An example from religion of dialectical honesty is the poor woman who pesters the powerful judge. The judge can’t ignore her and finally gives in to her; she is the dialectical negative who stands out from the background to awaken an otherwise corrupt figure. Empires rely on undialectical thinking. Empires do not like to be questioned. It takes the courageous and the powerless to wake up empires.
The political leaders of Russia think that re-establishing their imperial status is good news. That has never been true for any empire. It is really bad news for the world and ultimately for the empire itself. It leads us away from a post-imperial world and from some of the greatest lessons in life found in philosophy and religion.
I want to finish this with a comment about what I suspect the fear is that the likes of Putin and many others are afraid of. It may be a hang over from the excesses of Communism that Putin could remember but is is also a result of a Left Hemisphere drive World. A fear of togetherness. A togetherness where there is a positive alternative to separateness in a world, aimlessly hurtling through space.
McKnight and Cormac wrote in their book due to come out this September that: Our real health, wealth and power are found together, in local places; not in rugged individualism and the consumer society.
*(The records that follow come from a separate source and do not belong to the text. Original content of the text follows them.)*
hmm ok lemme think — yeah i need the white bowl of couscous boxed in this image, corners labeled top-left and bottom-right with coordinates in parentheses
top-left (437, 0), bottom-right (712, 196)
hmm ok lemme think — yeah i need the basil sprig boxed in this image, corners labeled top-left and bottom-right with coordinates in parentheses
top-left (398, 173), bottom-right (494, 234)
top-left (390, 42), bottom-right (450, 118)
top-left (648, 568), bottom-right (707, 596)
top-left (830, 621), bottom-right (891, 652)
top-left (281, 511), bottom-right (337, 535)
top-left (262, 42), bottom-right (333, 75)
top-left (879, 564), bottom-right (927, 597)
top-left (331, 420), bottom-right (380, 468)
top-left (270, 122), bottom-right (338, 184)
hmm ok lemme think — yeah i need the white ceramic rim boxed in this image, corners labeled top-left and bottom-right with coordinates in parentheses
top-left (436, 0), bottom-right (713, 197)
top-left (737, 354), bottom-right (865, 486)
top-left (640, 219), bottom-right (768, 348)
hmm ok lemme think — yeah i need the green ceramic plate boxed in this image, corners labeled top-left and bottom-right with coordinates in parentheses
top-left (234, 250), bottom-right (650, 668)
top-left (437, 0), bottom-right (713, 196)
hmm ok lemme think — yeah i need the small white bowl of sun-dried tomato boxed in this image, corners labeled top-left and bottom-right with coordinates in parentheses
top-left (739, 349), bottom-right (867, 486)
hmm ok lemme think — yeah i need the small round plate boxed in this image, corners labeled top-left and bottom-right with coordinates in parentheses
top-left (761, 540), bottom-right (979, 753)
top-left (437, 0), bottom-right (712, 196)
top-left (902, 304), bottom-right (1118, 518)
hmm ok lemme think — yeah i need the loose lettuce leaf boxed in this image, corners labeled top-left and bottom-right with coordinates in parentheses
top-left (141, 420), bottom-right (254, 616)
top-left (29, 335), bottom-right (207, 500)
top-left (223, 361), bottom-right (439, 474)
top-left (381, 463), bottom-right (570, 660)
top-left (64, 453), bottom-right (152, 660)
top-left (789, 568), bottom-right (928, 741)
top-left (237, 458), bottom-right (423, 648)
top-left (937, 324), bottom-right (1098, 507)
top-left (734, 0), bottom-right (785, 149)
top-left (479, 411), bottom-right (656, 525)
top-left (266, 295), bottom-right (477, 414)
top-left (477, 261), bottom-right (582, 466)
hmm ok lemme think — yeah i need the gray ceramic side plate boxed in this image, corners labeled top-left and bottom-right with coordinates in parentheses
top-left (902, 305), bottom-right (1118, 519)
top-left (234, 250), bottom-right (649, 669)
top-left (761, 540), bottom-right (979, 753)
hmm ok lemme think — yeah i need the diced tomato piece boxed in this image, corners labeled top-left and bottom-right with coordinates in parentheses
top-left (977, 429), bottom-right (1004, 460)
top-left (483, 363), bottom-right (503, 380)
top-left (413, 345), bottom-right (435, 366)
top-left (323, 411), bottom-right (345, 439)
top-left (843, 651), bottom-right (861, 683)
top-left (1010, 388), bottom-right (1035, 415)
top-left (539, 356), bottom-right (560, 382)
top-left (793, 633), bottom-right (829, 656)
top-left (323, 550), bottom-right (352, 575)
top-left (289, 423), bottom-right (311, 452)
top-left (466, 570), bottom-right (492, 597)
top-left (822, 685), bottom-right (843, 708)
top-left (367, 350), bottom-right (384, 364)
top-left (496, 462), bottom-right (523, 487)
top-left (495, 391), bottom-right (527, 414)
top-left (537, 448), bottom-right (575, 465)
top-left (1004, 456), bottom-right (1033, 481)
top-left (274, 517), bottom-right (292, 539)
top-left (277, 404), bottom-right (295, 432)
That means we, in our role as neighbours, are the critical actors and our neighbourhoods are the bedrock on which an alternative future must be built. They were careful to point out that institutions and technology play important roles in modern life. They don’t try to suggests that older, privileged, white guys shake their fists at the sky, bemoaning modernity. However, they do argue that communities have been dislocated from their central role in democracy and that getting back into the driving seat is essential to our shared planetary futures, and to better address the central issues of our time. To that end, we place institutions and technology in service of, and to, communities. I would suggest that this is not in the in the interest of ‘Empire building’ but rather in the interest of extendin our community capacities; not to harm them or control them or somehow improve their efficiency or impact but rather to just do them. Institutions and technology make great servants, but woeful masters because they become empires of power and control and generate fear in order to do that. Amen.